21 Yet he was afraid he might not be able,
because he was not baptized, but a voice came:
"Let him do what he will."
So Onesiphorus stood before the needle and camel
and commanded it to go through and it went as far
as the neck and stopped. And he asked why.
'Because you are not yet baptized.'
He was content, and the apostles went
to his house, and 1,000 souls
were baptized that night.
We discover a small technical hitch.
Onesiphorus is not baptised. The camel gets stuck.
The camel is commanded in the name of Jesus and Pilate.
But only as far as the camel's neck and no further.
Onesiphorus buys the story of lack of baptism.
One thousand souls are converted to christianity by magicianship.
But what about the innocent woman at the gate?
Was that aggressive christian angel Mike still tormenting her?
All this time?
22 Next day the woman that was hung in the air said:
"Alas that I am not worthy
to believe like the rest!
I will give all my goods
to the poor and my house
for a monastery of virgins."
Peter heard it
and went out to her
and at his word
she was let down unhurt,
and gave him for the poor
4 litrae of gold and much raiment
and her house for a
monastery of virgins.
Notably Peter does not consider the plight of the woman.
His consideration is triggered by financial greed.
--- As soon as he hears the woman has money, house and goods.
Only then does he worry about the woman held by her hair
at the city gates by the aggressive christian angel Mike.
Who are this bunch of sick christian men?

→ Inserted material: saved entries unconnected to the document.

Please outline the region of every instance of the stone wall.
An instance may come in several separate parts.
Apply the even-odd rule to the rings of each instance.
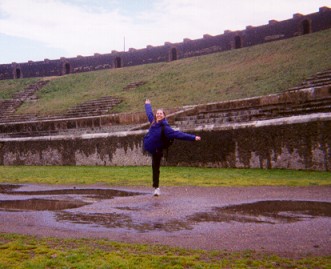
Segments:
[[[165,42],[163,46],[147,46],[144,49],[130,48],[129,51],[112,51],[109,54],[77,56],[57,60],[29,61],[0,65],[0,79],[23,77],[61,76],[70,73],[100,69],[135,66],[148,63],[167,62],[242,47],[263,44],[298,35],[322,31],[331,27],[331,9],[320,8],[319,12],[294,14],[284,21],[270,20],[267,25],[247,26],[242,31],[225,31],[224,34],[204,35],[201,39],[184,38],[180,43]]]
[[[330,117],[191,130],[201,142],[175,141],[167,165],[331,170]],[[0,139],[0,165],[150,165],[146,131]]]

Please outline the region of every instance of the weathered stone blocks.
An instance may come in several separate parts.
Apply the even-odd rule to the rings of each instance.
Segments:
[[[1,165],[150,165],[146,131],[2,139]],[[200,142],[175,141],[167,165],[331,170],[331,121],[192,130]]]

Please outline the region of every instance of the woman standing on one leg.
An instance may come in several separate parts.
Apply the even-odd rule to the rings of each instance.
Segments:
[[[167,139],[180,139],[186,141],[200,141],[201,137],[175,131],[169,126],[165,113],[162,109],[158,109],[153,114],[152,105],[149,99],[145,101],[146,115],[151,123],[151,127],[147,135],[144,137],[144,149],[152,155],[152,170],[153,170],[153,188],[155,188],[154,196],[160,195],[159,179],[160,165],[163,157],[164,142],[162,141],[162,129]]]

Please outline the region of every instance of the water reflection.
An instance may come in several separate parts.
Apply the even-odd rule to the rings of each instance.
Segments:
[[[32,211],[57,211],[63,209],[77,208],[87,205],[88,203],[75,200],[45,200],[45,199],[28,199],[28,200],[7,200],[0,201],[0,209],[5,211],[32,210]]]
[[[201,212],[191,221],[288,223],[314,217],[331,217],[331,203],[315,201],[259,201],[255,203],[215,207]]]
[[[272,200],[242,203],[226,207],[213,207],[209,211],[198,212],[178,217],[176,214],[163,216],[154,212],[164,210],[166,203],[160,200],[147,199],[143,206],[135,204],[116,204],[107,208],[108,212],[84,212],[70,210],[114,197],[129,197],[143,193],[114,189],[79,189],[67,188],[44,191],[19,191],[19,185],[0,184],[3,195],[20,196],[19,199],[0,200],[1,211],[56,211],[56,221],[75,223],[105,228],[122,228],[138,232],[164,231],[173,232],[190,230],[203,222],[240,222],[240,223],[291,223],[316,217],[331,217],[331,203],[318,201]],[[42,199],[36,196],[47,196]],[[26,197],[30,196],[30,197]],[[93,199],[86,199],[91,197]],[[94,205],[93,205],[94,206]],[[113,212],[112,212],[113,211]]]

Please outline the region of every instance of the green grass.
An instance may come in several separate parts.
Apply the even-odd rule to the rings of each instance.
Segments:
[[[175,108],[276,93],[331,68],[330,43],[331,29],[168,63],[57,77],[18,113],[59,113],[106,95],[123,100],[115,113],[142,111],[146,97],[156,107]],[[124,90],[138,81],[146,84]]]
[[[96,239],[0,234],[0,268],[330,268],[329,257],[187,250]]]
[[[0,182],[150,186],[152,169],[104,166],[0,166]],[[161,167],[163,186],[331,185],[331,173],[294,170]]]

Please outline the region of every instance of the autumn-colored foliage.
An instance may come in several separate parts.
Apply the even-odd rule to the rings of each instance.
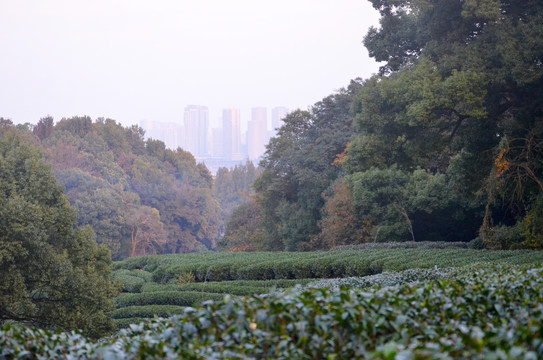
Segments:
[[[368,242],[373,228],[368,218],[361,220],[356,214],[351,190],[340,182],[331,196],[324,195],[325,216],[319,222],[321,232],[312,238],[312,249],[330,249],[338,245]]]

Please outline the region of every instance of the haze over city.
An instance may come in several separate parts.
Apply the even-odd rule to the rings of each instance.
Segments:
[[[0,116],[176,122],[185,106],[302,108],[378,65],[369,2],[66,0],[0,3]]]
[[[305,110],[377,71],[362,45],[377,19],[360,0],[2,1],[0,116],[111,118],[202,159],[226,146],[224,109],[237,109],[240,144],[220,157],[256,160],[272,109]],[[193,105],[207,108],[199,151],[185,141]],[[247,140],[253,108],[266,109],[258,144]]]

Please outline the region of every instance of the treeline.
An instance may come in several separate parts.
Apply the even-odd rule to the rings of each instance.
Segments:
[[[46,117],[8,128],[41,148],[78,225],[89,225],[113,259],[215,248],[222,222],[213,178],[189,152],[111,119]]]
[[[543,4],[371,2],[381,26],[364,44],[380,73],[288,115],[256,201],[228,223],[231,248],[541,249]]]

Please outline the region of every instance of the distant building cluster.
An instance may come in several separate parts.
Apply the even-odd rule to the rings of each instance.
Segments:
[[[222,127],[211,128],[207,106],[188,105],[179,123],[145,120],[140,126],[147,138],[162,140],[171,149],[180,147],[190,151],[198,162],[216,172],[221,166],[233,167],[247,159],[257,164],[287,113],[288,109],[283,106],[271,109],[269,128],[268,109],[254,107],[247,131],[242,133],[240,109],[223,109]]]

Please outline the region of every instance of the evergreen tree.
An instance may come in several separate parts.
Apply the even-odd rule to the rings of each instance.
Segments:
[[[112,329],[116,286],[106,247],[76,213],[40,152],[0,135],[0,321],[83,329]]]

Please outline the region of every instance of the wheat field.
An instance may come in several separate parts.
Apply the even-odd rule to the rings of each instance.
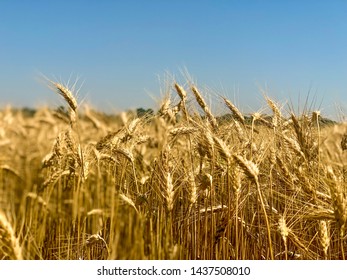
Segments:
[[[0,111],[0,259],[345,259],[347,125],[217,116],[172,81],[156,112]]]

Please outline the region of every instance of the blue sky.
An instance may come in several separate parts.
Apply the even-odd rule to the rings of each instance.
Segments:
[[[346,1],[0,0],[0,11],[0,106],[61,105],[43,73],[79,76],[79,100],[98,108],[155,107],[159,80],[183,82],[182,69],[245,112],[264,105],[259,88],[295,105],[310,91],[329,116],[347,106]]]

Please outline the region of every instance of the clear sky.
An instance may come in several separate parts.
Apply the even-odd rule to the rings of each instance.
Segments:
[[[43,73],[79,76],[99,108],[154,107],[185,68],[243,111],[267,87],[331,115],[347,107],[347,1],[0,0],[0,105],[61,105]]]

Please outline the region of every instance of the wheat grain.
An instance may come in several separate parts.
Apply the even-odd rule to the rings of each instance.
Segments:
[[[213,136],[213,141],[221,157],[228,162],[231,157],[228,146],[222,139],[218,138],[217,136]]]
[[[233,154],[233,158],[249,178],[258,182],[259,169],[254,162],[235,154]]]
[[[233,113],[233,115],[237,119],[237,121],[239,121],[240,123],[242,123],[244,125],[245,124],[245,117],[241,114],[239,109],[237,109],[237,107],[233,103],[231,103],[228,99],[226,99],[224,97],[222,97],[222,98],[224,100],[224,103],[227,105],[227,107],[230,109],[230,111]]]
[[[179,135],[192,134],[196,131],[198,131],[198,129],[195,127],[182,126],[182,127],[176,127],[176,128],[171,129],[169,133],[172,136],[179,136]]]
[[[204,98],[202,97],[202,95],[199,92],[199,90],[197,89],[197,87],[192,86],[192,92],[194,93],[196,101],[198,102],[200,107],[204,110],[205,114],[207,115],[207,118],[208,118],[210,124],[212,125],[212,127],[217,128],[218,124],[217,124],[216,118],[211,113],[209,107],[207,106]]]
[[[326,221],[319,221],[319,241],[322,246],[325,259],[328,257],[328,248],[330,244],[328,224]]]
[[[265,95],[265,99],[269,107],[274,113],[274,116],[272,117],[272,124],[274,127],[277,127],[279,122],[282,120],[282,114],[280,109],[278,108],[277,104],[271,100],[268,96]]]
[[[139,210],[136,208],[136,205],[135,205],[134,201],[133,201],[129,196],[126,196],[125,194],[120,193],[120,194],[119,194],[119,197],[120,197],[124,202],[126,202],[128,205],[130,205],[131,207],[133,207],[137,213],[139,213]]]
[[[174,191],[174,185],[172,183],[171,173],[168,172],[166,174],[166,193],[165,193],[168,211],[172,211],[173,209],[174,195],[175,195],[175,191]]]
[[[2,211],[0,211],[0,258],[23,259],[19,240],[12,225]]]
[[[182,101],[185,101],[187,98],[187,93],[186,91],[183,89],[183,87],[181,87],[178,83],[175,83],[175,89],[177,91],[177,94],[179,95],[179,97],[181,98]]]
[[[334,207],[335,219],[340,227],[340,237],[343,238],[347,221],[346,199],[344,198],[342,186],[339,180],[336,178],[331,166],[327,167],[327,176],[331,180],[329,187]]]
[[[60,83],[56,83],[56,82],[52,82],[52,81],[50,81],[50,82],[56,87],[58,94],[61,95],[64,98],[64,100],[69,104],[72,111],[76,112],[77,101],[76,101],[73,93],[68,89],[68,87],[66,87]]]
[[[278,230],[280,231],[284,245],[287,247],[287,238],[289,235],[289,229],[287,227],[286,220],[285,220],[284,216],[282,216],[282,215],[280,215],[280,217],[278,219]]]

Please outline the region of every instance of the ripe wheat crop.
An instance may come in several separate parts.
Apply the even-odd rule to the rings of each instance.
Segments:
[[[1,110],[0,258],[345,259],[347,125],[187,84],[141,115],[56,82],[65,110]]]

Why are they driven by the need for material possessions?
Why do they have no regard for innocent and helpless women?
Why did they treat the woman at the gates this way?
Why did they forget he torment (at their hands)?
Why did they forget, until money was mentioned?
23 And the apostles
consecrated a church
and ordained clergy
and committed the people
The apostles and their aggressive angel: magicians.
Inept, superstitious, fearful, unbalanced, aggressive, psychotic.
Commanding magical acts in the name of Jesus and Pontius Pilate.
Attuned to the acquisition of money and possessions
by the aggressive unthinking coersion of innocent women.
A new christian church is consecrated to the narrative.
And so the new christian god attracts converts
by the acts of aggression and magic of the apostles.